About one-fifth of the entire exports was in iron and machine products (1,337 [mil.] articles in iron, 680 machines); 722 millions from coal (as against imports of other qualities of 289), 658 millions of chemical products and drugs, 446 from cotton, 298 paint, 290 techno-electrical productions, etc.
What goods can Germany give in payment of the indemnity? We have seen how she has lost a very large part of her iron and a considerable quantity of her coal.
All the economic force of Germany was based upon:
(a) The proper use of her reserves of coal and iron, which allowed her to develop enormously those industries which are based on these two elements.
(b) On her transport and tariff system, which enabled her to fight any competition.
(c) On her potent overseas commercial organization.
Now, by effect of the treaty, these three great forces have been entirely or in part destroyed.
What goods can Germany give in payment of the indemnity, and what goods can she offer without ruining the internal production of the Entente countries? Let us suppose that Germany gives machines, colours, wagons, locomotives, etc. Then for this very fact the countries of the Entente, already suffering by unemployment, would soon see their factories obliged to shut down. Germany must therefore, above all, give raw materials; but since she is herself a country that imports raw materials, and has an enormous and dense population, she is herself obliged to import raw materials for the fundamental needs of her existence.
If we examine Germany's commerce in the five years prior to the War—that is, in the five years of her greatest boom—we shall find that the imports always exceeded the exports.
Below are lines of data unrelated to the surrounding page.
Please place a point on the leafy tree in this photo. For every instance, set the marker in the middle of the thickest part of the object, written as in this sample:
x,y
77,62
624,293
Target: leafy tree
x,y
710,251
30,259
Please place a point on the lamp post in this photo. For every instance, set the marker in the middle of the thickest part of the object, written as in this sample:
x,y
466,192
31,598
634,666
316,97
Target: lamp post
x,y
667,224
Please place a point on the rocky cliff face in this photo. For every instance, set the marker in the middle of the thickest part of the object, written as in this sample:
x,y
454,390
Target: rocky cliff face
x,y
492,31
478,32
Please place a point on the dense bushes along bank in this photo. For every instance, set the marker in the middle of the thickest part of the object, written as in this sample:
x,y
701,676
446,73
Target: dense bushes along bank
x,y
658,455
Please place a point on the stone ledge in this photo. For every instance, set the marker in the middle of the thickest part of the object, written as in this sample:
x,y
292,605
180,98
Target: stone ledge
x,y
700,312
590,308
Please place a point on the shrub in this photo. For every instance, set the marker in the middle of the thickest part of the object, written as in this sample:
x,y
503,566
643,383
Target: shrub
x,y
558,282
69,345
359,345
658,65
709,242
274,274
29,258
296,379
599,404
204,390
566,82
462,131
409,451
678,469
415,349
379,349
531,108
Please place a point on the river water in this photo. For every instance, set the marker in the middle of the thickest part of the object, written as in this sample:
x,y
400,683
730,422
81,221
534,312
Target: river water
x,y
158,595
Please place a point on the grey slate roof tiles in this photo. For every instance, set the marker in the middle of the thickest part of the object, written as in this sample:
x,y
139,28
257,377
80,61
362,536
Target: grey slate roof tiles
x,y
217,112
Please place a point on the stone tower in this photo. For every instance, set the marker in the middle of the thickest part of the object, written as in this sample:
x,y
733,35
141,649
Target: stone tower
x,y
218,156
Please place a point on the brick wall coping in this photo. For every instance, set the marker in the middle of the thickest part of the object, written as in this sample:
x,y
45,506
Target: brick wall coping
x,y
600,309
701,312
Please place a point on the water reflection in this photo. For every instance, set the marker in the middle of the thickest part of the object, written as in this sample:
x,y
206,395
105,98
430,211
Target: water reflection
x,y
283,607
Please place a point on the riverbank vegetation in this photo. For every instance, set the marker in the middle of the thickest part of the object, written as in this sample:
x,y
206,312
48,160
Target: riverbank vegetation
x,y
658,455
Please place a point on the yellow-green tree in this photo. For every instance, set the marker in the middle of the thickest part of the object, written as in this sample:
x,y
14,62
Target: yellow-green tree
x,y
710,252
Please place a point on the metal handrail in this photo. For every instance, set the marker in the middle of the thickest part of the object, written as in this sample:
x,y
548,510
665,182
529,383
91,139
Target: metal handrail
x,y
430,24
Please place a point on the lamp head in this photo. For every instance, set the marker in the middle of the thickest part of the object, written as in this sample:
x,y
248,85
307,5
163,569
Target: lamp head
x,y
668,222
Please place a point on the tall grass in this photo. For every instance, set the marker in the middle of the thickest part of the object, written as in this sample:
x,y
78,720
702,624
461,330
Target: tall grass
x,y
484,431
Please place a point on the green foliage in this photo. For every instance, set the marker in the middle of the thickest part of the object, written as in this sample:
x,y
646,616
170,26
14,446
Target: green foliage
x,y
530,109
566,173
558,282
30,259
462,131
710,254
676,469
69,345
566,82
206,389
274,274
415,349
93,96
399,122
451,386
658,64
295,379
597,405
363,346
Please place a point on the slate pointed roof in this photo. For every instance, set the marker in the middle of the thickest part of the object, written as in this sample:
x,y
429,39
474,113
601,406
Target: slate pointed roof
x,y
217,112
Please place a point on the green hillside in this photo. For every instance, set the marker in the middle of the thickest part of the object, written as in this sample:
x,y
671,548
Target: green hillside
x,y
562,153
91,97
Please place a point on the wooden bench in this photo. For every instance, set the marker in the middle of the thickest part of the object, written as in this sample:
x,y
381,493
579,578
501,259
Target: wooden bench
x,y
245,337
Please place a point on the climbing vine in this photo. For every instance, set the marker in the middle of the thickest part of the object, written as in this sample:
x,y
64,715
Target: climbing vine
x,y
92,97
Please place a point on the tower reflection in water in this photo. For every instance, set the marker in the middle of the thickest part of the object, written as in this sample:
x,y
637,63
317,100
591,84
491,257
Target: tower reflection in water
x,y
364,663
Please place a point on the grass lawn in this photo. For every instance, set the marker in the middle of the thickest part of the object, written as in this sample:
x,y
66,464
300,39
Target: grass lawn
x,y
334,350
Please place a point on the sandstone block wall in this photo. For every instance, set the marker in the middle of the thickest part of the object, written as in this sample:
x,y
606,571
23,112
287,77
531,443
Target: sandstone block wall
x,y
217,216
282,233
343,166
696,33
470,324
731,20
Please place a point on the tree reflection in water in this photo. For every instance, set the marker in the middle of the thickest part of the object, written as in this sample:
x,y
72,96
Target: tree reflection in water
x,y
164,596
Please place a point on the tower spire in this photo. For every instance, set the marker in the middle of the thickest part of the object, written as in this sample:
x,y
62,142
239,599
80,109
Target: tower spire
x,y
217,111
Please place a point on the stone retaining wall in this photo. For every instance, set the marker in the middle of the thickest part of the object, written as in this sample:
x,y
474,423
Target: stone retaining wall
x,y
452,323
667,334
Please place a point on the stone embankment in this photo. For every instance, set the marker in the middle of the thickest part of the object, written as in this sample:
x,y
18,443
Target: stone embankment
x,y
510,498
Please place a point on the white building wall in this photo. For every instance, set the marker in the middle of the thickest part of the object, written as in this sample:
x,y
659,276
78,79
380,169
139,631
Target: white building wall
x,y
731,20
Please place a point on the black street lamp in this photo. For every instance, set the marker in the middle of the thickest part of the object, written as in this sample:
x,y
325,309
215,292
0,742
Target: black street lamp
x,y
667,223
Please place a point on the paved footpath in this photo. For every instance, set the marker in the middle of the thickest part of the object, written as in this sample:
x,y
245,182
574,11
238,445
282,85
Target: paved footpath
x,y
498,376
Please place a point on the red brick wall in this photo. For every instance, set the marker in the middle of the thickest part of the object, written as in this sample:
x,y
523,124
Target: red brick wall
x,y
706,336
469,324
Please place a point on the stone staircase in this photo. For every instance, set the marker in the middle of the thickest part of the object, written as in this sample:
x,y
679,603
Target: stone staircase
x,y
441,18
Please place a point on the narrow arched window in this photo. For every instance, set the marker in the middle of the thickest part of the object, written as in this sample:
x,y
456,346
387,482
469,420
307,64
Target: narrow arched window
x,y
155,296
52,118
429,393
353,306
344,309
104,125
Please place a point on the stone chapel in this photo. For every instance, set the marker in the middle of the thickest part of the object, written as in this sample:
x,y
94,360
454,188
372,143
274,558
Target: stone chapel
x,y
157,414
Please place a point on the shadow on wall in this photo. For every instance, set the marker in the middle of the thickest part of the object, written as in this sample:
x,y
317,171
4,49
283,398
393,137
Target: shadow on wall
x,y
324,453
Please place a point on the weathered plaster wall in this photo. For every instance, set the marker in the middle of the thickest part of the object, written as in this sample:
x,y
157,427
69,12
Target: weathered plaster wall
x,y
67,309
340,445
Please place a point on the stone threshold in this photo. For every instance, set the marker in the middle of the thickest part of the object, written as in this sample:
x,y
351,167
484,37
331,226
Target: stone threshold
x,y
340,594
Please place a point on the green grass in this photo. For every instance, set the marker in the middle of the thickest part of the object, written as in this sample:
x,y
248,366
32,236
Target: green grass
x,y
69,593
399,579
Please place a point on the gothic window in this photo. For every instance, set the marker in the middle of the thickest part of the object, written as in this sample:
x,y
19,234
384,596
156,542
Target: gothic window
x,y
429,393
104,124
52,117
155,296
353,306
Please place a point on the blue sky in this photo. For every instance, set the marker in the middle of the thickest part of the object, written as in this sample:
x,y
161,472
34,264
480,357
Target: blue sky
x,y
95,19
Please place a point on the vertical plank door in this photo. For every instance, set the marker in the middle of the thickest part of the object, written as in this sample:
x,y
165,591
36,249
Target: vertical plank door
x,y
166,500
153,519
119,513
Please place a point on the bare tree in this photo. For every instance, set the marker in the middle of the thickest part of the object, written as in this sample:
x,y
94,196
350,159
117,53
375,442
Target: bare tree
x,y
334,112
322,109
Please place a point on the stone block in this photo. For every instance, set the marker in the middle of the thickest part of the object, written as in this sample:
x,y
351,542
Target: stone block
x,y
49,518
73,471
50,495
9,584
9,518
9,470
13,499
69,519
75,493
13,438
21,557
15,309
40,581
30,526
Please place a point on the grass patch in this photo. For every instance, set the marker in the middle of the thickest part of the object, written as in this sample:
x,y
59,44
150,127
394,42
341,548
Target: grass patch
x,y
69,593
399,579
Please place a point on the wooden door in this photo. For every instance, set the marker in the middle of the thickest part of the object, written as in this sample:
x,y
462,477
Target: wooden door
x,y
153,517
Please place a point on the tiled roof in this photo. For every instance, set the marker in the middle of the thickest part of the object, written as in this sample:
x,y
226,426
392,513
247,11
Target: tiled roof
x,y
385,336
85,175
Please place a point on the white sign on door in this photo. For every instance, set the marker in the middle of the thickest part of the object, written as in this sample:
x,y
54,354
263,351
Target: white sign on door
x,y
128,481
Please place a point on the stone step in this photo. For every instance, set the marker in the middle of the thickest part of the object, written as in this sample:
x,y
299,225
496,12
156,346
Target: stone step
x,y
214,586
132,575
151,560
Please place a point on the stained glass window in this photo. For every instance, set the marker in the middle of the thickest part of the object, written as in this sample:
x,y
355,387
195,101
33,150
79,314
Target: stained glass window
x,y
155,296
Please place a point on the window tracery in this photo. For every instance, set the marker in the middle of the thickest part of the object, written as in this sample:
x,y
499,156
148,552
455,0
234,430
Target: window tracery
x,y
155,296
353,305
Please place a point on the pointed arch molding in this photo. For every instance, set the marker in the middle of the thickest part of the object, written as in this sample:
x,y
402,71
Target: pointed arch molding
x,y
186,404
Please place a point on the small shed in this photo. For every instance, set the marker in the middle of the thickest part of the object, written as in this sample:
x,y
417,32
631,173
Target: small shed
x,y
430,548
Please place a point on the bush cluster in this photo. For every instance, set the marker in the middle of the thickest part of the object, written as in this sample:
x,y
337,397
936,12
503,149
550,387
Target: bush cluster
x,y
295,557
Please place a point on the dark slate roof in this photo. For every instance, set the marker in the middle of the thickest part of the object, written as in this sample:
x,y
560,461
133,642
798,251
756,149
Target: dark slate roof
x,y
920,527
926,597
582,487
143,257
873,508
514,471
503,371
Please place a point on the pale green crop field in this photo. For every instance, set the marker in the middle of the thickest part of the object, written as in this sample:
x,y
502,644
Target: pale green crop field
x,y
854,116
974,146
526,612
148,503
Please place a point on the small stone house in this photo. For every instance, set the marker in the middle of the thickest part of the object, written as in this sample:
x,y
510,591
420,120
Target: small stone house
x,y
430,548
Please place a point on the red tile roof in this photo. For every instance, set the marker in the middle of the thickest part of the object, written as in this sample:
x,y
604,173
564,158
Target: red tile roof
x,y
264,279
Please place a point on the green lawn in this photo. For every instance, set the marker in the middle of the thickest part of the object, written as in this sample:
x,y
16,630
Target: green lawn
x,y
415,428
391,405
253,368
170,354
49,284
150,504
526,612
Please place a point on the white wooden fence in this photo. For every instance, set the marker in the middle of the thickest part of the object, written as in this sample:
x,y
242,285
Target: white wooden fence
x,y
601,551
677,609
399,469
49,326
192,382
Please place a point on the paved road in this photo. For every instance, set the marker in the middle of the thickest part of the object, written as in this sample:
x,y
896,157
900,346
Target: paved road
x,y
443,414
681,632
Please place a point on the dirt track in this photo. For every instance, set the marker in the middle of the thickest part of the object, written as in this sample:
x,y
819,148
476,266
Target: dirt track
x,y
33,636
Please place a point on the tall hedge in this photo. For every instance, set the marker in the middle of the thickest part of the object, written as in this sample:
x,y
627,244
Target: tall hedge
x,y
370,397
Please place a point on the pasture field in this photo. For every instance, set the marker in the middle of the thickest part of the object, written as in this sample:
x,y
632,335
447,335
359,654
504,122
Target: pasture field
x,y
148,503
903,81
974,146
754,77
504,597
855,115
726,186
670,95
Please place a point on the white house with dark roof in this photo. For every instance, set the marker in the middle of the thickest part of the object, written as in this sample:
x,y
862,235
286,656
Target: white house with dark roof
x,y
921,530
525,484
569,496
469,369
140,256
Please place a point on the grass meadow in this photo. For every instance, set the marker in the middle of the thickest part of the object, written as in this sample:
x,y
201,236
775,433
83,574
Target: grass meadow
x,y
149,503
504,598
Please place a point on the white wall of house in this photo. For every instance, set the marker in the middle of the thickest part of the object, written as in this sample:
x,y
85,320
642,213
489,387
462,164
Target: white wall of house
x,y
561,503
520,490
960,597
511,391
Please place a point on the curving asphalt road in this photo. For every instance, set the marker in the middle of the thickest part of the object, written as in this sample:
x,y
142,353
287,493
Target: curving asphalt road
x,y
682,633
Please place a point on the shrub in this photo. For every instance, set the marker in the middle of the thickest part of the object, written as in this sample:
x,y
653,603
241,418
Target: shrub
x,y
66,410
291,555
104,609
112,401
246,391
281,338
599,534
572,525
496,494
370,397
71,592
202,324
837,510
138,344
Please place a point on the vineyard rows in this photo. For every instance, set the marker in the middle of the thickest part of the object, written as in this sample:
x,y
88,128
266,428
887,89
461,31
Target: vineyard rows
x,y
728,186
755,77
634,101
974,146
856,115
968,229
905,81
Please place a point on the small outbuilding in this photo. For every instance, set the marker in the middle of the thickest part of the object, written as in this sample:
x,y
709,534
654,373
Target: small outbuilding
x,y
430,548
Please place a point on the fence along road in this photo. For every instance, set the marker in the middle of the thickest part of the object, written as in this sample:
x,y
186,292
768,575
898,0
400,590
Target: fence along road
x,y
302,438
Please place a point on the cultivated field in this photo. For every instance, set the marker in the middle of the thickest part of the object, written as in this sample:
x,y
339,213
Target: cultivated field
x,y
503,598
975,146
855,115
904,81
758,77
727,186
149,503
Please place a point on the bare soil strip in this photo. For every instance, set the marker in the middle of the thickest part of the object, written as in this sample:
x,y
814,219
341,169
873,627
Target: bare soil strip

In the two years before the War, 1912 and 1913, the imports were respectively 10,691 and 10,770 millions, and the exports 8,956 and 10,097 millions. In some years the difference even exceeded two milliards, and was compensated by credits abroad, with the payment of freights and with the remittances (always considerable) of the German emigrants. All this is lost.
Exported goods can yield to the exporter a profit of, let us suppose, ten, twelve, or twenty per cent. For the Allies to take an income from the Custom returns means in practice reducing the exports. In fact, in Germany production must be carried on at such low prices as to compensate for the difference, or the exports must be reduced.